The authors, Raymond J. La Raja and Jonathan Rauch, make no attempt to hide their disdain for the candidacy of Donald Trump. However, their purpose is to explain how an unqualified candidate can benefit when lack of party leadership results in a highly fragmented field, and what should be done to prevent that in future presidential primary elections.

Reforms intended to increase voter participation had the effect of sending party insiders to the sidelines, but “primaries function best when primary voters and party professionals work in partnership.” La Raja and Rauch believe that restoring and renewing the professional filter is necessary to supplement the public’s voice with “the opinion of people who have experience in politics and governing.”

Over the country’s history, presidential candidates have been nominated by members of Congress in the early years; by state and national conventions in the last three-quarters of the 19th century; by a primary system promoted by Progressives to remove influence of political “bosses;” and, after reforms of the 1970s and 1980s, there emerged the current set of “superdelegates” who were experienced as office holders to improve the vetting process, as they “would not be pledged automatically to candidates based on primary outcomes.” Only Democratic superdelegates have this freedom, whereas in the Republican Party superdelegates must vote as their state votes.

Although the superdelegates have never overturned results of primary voting, candidates have taken superdelegates’ views as representative of voters and the Democratic Party. But in the 2016 election, objections to the influence of superdelegates resulted in the Democratic Party barring superdelegates from voting on the first ballot of the nominating convention, effectively removing the influence of experienced professionals.

As the mechanics of the primaries changed in 2016, and a plethora of candidates entered the Republican race, changes were also occurring in election financing and in media reporting. “Candidates could bypass traditional moneymen by reaping donations online, tapping deep-pocketed tycoons, or funding themselves. They could bypass traditional media by using social platforms like Twitter and Facebook, and they could hijack traditional media by behaving outrageously.” When multiple candidates split the votes of the more moderate voters, “there is a non-trivial likelihood that the plurality winner will turn out to be unwanted by a majority.”

The Brookings report calls for the restoration of involvement of party professionals in the vetting process.
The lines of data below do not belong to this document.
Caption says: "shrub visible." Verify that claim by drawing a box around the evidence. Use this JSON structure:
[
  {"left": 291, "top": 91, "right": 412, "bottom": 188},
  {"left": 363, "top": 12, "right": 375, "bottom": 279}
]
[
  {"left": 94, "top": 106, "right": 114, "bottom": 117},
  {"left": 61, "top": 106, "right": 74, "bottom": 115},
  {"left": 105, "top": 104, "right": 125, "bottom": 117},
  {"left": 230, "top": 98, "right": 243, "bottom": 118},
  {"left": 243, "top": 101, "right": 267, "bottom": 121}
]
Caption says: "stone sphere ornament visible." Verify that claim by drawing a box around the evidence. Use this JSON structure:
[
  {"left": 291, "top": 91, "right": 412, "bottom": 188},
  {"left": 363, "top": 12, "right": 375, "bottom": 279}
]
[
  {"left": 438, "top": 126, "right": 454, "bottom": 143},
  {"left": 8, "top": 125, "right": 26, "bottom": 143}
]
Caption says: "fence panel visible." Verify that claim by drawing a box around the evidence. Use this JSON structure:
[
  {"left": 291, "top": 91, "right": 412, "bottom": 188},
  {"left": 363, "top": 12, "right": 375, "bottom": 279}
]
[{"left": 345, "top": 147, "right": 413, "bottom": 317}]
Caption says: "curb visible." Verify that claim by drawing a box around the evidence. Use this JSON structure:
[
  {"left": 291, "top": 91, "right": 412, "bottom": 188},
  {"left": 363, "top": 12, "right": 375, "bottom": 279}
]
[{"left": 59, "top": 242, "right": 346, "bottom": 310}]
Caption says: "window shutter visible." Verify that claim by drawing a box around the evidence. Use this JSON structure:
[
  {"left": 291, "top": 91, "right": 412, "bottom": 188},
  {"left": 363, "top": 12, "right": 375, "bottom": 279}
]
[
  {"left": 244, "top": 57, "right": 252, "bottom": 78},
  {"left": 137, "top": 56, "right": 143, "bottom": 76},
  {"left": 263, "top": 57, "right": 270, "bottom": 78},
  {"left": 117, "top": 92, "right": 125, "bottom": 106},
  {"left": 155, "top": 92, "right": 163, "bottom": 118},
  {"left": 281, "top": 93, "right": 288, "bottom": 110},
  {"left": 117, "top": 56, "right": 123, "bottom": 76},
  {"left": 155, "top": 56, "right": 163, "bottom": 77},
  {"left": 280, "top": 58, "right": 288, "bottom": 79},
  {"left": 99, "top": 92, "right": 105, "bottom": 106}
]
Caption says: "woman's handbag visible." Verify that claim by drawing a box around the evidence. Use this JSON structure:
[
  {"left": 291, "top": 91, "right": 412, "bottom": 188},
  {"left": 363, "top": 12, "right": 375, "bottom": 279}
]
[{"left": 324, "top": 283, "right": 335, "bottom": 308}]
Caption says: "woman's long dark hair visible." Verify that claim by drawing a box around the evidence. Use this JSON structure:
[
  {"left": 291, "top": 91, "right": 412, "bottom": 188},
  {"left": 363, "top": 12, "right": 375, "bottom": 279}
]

The report documents past elections where party leaders effectively blocked candidates deemed to represent undemocratic positions: Henry Ford in 1924; George Wallace in 1976; and Lyndon LaRouche in 1996. Enhancing the role of superdelegates is recommended. Ranked choice voting, which allows voters to select their second- and third-choice preferences, could provide further information about which candidates are satisfactory to a majority of voters.

Recognizing that increasing involvement of party professionals will be opposed by populists, the authors assert that such peer review would enhance democracy. Peer review by party professionals, “the norm in American politics for all but the last decade or so,”  performed a critical function in U.S. political history.